The Sunday Independent [Das unabhängige Sonntagsblatt]:

Frauen zeigen Flagge für Kuba

Sonntag, 30. September

Treffen mit Irma González: Sie ist 23 Jahre alt, sie ist Kubanerin, und sie ist auf keiner beneidenswerten Mission: der Befreiung der Cuban Five.
Ihr Vater René González Sehwerert wurde gemeinsam mit Gerardo Hernández, Ramón Labañino, Antonio Guerrero und Fernando González Llort aufgrund von Anklagen verurteilt, von denen behauptet wird, dass es keine Beweise für sie gebe.

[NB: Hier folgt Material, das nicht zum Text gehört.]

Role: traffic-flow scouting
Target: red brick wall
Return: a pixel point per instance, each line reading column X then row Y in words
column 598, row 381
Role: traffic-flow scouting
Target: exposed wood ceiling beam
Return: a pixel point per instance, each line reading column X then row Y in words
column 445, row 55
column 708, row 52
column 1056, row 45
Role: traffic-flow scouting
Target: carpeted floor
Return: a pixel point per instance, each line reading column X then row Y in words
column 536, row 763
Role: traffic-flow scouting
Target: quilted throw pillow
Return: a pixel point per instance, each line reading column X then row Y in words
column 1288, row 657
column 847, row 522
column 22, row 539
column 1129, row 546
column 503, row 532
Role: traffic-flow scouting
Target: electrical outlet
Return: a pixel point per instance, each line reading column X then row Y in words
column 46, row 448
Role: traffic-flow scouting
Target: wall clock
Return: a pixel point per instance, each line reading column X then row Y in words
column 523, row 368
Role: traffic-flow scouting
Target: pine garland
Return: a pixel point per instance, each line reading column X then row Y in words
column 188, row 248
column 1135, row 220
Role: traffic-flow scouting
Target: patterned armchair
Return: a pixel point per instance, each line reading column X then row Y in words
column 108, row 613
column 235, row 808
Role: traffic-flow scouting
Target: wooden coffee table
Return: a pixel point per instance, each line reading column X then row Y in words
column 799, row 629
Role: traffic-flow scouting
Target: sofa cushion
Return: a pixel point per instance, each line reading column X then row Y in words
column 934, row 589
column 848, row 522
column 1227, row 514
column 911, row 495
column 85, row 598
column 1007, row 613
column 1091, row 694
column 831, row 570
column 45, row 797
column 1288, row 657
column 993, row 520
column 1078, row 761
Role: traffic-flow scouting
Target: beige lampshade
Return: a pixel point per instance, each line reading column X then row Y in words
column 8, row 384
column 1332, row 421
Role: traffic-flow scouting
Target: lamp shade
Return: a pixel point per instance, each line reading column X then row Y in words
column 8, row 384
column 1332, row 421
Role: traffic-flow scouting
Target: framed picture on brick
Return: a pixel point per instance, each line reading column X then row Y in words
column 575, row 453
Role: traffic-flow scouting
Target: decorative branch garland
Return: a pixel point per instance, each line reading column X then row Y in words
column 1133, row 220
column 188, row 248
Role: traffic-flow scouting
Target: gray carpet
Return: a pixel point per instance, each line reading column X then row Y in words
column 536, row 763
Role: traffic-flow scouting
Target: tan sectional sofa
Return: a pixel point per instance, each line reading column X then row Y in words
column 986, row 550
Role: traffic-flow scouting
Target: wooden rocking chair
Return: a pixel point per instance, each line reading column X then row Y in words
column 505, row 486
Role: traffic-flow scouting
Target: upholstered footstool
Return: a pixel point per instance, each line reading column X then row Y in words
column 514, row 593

Während die Fünf in Gefängnissen der Vereinigten Staaten schmachten, kämpfen ihre Familien und die kubanische Regierung eine harte Schlacht um Gerechtigkeit.

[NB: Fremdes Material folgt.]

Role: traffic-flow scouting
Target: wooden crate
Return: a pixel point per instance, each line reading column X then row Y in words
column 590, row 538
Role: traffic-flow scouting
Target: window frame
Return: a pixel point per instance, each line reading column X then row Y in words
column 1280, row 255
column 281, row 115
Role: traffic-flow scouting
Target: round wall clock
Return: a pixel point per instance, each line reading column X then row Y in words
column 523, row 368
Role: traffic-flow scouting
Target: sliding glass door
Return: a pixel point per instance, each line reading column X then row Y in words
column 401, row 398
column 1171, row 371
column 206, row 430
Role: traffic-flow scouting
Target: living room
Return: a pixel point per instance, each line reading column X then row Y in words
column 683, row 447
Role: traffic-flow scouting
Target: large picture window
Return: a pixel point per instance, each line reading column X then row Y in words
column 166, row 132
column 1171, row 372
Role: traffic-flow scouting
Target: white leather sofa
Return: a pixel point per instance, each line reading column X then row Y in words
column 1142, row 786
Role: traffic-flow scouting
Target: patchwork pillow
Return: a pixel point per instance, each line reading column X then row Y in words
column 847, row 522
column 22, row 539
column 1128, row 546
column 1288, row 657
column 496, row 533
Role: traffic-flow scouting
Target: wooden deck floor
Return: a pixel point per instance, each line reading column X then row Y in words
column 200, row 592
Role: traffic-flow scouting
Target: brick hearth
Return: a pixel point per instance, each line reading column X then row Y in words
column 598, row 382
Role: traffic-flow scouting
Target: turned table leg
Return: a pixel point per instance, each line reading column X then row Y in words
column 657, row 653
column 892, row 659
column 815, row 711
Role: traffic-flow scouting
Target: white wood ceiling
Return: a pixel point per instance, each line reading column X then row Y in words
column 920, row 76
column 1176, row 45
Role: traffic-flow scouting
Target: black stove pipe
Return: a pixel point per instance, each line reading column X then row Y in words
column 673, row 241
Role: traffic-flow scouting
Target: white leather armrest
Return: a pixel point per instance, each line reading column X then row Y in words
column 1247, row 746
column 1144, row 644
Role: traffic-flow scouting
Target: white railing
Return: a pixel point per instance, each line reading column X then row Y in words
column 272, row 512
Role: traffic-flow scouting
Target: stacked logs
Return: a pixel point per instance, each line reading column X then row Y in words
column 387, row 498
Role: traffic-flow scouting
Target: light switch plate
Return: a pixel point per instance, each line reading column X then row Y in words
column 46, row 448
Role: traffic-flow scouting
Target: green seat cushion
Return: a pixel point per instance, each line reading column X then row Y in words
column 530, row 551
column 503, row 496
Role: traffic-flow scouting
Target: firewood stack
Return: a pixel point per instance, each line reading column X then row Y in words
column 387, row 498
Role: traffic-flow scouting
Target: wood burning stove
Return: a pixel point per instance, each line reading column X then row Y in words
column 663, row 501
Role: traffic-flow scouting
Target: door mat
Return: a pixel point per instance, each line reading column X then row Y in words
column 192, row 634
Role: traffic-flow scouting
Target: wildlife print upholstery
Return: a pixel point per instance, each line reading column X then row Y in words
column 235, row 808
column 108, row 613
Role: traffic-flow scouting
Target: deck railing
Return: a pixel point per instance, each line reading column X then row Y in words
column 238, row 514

González ist mit Adriana Pérez, der Ehefrau von Gerardo Hernández und Magali Llort, der Mutter von Fernando González nach Südafrika gekommen.
Die drei Männer, die sie vertreten, gehörten zu den kubanischen Streitkräften, die Ende 1987 und Anfang 1988 in Cuito Cuanavale in Angola 137 Tage lang an der Seite der MPLA kämpften. Sie trieben die Truppen der South African Defense Force [südafrikanischen Verteidigungsmacht, Anm. d. Ü.] zurück nach Namibia.
Verständlicherweise hat Südafrika gegenüber dieser Besuchergruppe, die hier bei der South African League of the Friends of Cuba Society [Südafrikanische Liga der Freunde der Kubanischen Gesellschaft, Anm. d. Ü.] zu Gast ist, eine besondere Verpflichtung. Angola und Namibia sind in ihrer Reiseroute eingeschlossen.
González wurde wegen ihrer Englischkenntnisse, ihrer Fähigkeiten, sich zu artikulieren und möglicherweise wegen ihrer Coolness zur Sprecherin ernannt. Ihr Aufruf an die "edlen Menschen" der Welt zur Solidarität und ihr Appell an die "Menschlichkeit" sind jedoch alles andere als "cool". Ihre Ansprache in der vergangenen Woche an eine 700-köpfige Versammlung von Arbeitern bei dem Cosatu Central Committee-Treffen in Johannesburg war leidenschaftlich.
Sie erinnerte ebenfalls das Volksparlament in Westkap an die schockierende Misere der Fünf, die gefangen gehalten werden, weil die USA glauben, sie stellten eine Gefahr für die "nationale Sicherheit" dar. Aber tatsächlich haben sie nach Gonzalez`Worten "versucht, Kuba zu beschützen".
Die Geschichte der Fünf ist zu einem internationalen Gesprächsstoff geworden. Sie ist, wie es die Verteidigung nennt, von "aufgeblähter und übertriebener Pyrotechnik" gekennzeichnet.
Sie geht so: Nach einer Flut terroristischer Bombenanschläge auf die kubanische Tourismusindustrie in den 1990ern schritt Kuba zur Tat. Es sandte die Fünf nach Miami, um die exilkubanischen Gruppen, die darauf aus sind, den revolutionären Staat in die Knie zu zwingen, zu unterwandern.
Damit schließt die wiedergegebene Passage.